5. More secure, less cheating
Security has always been a challenge with exams, especially with high profile exams like bar exams, SATs, or college, and university final exams. With online exams, there are fewer chances of leaks since there are no physical papers that can go missing during the printing and logistics process. An added security benefit is that examiners can make use of question banks that select questions at random. This means that almost no two exams are the same, further minimizing the chances of cheating.
6. It’s convenient
One of the biggest advantages of online examinations is the convenience factor. Examiners can set papers using question banks, and by consulting a database of previous papers, then easily upload it to the examination system. Students can select exam times that suit them best and since the exams are online, do it from almost anywhere (proctored exams may have certain requirements). Students can get their results almost immediately, a big plus. Also, as mentioned above, online examinations scale extremely easily, making it convenient for course administrators to set up exams.
1. Challenges of tech
While the tech side of online examinations is a big advantage, it can also pose some challenges. The transition from traditional pen-and-paper to online may be difficult for some, especially older learners who are not computer literate. The transition may also initially take time as examiners need to get used to the system and find ways to use it most efficiently. Some learners and examiners may simply be resistant to change.

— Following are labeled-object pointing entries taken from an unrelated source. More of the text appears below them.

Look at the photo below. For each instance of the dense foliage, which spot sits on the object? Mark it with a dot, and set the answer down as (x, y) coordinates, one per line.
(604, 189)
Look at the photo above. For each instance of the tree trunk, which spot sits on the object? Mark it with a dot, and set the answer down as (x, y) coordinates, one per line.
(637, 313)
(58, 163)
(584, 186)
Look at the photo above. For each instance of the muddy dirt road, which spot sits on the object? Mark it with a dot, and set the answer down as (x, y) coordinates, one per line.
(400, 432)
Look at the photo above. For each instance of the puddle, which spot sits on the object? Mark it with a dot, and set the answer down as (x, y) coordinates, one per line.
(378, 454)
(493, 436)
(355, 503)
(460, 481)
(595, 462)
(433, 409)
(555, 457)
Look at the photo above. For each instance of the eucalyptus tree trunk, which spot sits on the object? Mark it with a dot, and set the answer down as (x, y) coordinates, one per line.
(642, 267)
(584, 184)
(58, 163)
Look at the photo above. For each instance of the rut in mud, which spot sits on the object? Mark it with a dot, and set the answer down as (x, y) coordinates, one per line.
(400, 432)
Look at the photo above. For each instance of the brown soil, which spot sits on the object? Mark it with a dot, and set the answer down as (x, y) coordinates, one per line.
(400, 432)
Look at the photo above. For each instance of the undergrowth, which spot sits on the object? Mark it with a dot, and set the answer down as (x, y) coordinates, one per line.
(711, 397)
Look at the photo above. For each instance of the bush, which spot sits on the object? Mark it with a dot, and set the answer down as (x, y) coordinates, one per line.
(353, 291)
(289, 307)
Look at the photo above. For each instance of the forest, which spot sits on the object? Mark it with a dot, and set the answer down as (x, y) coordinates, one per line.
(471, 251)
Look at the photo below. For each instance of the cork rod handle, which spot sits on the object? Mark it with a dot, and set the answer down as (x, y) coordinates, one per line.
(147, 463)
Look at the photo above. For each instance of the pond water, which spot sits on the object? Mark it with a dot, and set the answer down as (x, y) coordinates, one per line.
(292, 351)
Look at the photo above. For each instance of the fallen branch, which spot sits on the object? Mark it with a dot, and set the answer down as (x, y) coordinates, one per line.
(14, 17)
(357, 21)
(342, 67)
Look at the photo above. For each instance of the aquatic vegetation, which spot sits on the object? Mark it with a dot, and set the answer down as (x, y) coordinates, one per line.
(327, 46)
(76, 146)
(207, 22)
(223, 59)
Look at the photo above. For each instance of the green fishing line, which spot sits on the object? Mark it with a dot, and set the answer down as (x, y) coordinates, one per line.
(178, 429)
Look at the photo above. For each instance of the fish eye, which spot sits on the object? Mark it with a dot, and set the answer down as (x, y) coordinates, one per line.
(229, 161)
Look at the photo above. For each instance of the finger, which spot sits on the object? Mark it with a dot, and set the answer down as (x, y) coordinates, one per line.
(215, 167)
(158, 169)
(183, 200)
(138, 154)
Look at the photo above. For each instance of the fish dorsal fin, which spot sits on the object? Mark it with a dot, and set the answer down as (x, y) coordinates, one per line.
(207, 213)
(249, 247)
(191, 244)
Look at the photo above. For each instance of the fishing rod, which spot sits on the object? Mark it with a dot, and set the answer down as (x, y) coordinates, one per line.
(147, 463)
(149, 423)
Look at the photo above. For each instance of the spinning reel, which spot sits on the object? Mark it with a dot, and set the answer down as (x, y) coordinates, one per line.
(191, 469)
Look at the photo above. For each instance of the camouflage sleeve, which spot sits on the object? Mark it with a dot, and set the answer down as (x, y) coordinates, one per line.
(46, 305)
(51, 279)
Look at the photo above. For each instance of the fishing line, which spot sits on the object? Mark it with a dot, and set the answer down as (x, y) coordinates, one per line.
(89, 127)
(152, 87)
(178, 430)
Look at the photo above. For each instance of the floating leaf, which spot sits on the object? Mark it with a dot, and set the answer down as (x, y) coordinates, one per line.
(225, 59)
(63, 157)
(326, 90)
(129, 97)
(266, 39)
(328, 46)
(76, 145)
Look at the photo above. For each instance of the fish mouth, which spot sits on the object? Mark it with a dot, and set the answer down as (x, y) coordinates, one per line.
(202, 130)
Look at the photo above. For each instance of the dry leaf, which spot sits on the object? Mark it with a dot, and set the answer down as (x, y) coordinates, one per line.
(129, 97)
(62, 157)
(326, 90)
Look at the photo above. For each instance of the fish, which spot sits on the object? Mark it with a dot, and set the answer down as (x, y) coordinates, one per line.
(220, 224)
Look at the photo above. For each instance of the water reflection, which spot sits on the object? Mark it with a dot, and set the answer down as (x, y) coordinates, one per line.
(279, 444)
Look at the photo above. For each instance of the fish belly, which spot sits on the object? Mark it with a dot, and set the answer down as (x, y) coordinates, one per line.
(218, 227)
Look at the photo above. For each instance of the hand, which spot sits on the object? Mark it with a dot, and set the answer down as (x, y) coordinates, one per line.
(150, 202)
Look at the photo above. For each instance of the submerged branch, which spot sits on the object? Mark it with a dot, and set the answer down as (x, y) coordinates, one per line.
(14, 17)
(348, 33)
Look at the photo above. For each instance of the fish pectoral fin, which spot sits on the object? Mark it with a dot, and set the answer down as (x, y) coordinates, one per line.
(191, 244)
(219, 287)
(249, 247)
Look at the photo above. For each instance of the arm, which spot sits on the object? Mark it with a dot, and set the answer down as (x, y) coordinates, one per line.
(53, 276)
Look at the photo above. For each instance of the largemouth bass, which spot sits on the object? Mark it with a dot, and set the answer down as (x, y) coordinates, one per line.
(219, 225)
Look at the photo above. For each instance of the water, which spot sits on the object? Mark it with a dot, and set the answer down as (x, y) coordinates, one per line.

2. Infrastructure problems
One of the biggest hurdles of online examinations is learner access to technology, including computers/tablets and/or a stable internet connection. This aspect of online examinations can be especially challenging for learners in rural areas. Infrastructure challenges can negate many of the advantages of online examinations like cost and convenience since examination locations need to be set up, times set and facilitators hired.
3. Not all grading is the same
Instant or near-instant grading is a big advantage of online examinations, however, not all types of exams lend themselves to auto-assessment. Questions that involve some sort of interpretation and questions with longer answers most often require someone to read and grade the answers. However, advances in artificial intelligence and machine learning will make auto-grading of even these types of questions possible.
4. Susceptible to cheating
No matter what platform an exam is taken on, whether it be online or traditional pen-and-paper, there will always be cheating. However, online examinations can be especially vulnerable to cheating like screen sharing with other exam-takers, doing online searches during the exam, or plugging in an external drive with answers. Different exam times also mean that there’s a chance that students who had already taken the exam might share answers with those yet to take the exam. Two ways of curbing cheating on online exams are through online proctoring and using a question bank to randomize questions so that no two exams are the same.
5. Group projects, collaborative evaluations, and vocational examinations
Not all examinations are simple question and answer. Some courses require evaluation of collaborative or group projects or evaluation through a vocational exam that can’t be taken online. These types of exams require personal subjective evaluation, something which online examinations can’t offer.
There are pros and cons to every type of examination system, and each educational institution should evaluate the different systems to see which will better meet their specific needs. While it’s easy for institutions to stick with traditional pen-and-paper exams, global events have forced the education industry to rethink how they operate. Online examinations have many advantages, and as technology keeps improving, these advantages continue to grow and soon online examinations will become the standard for course evaluation.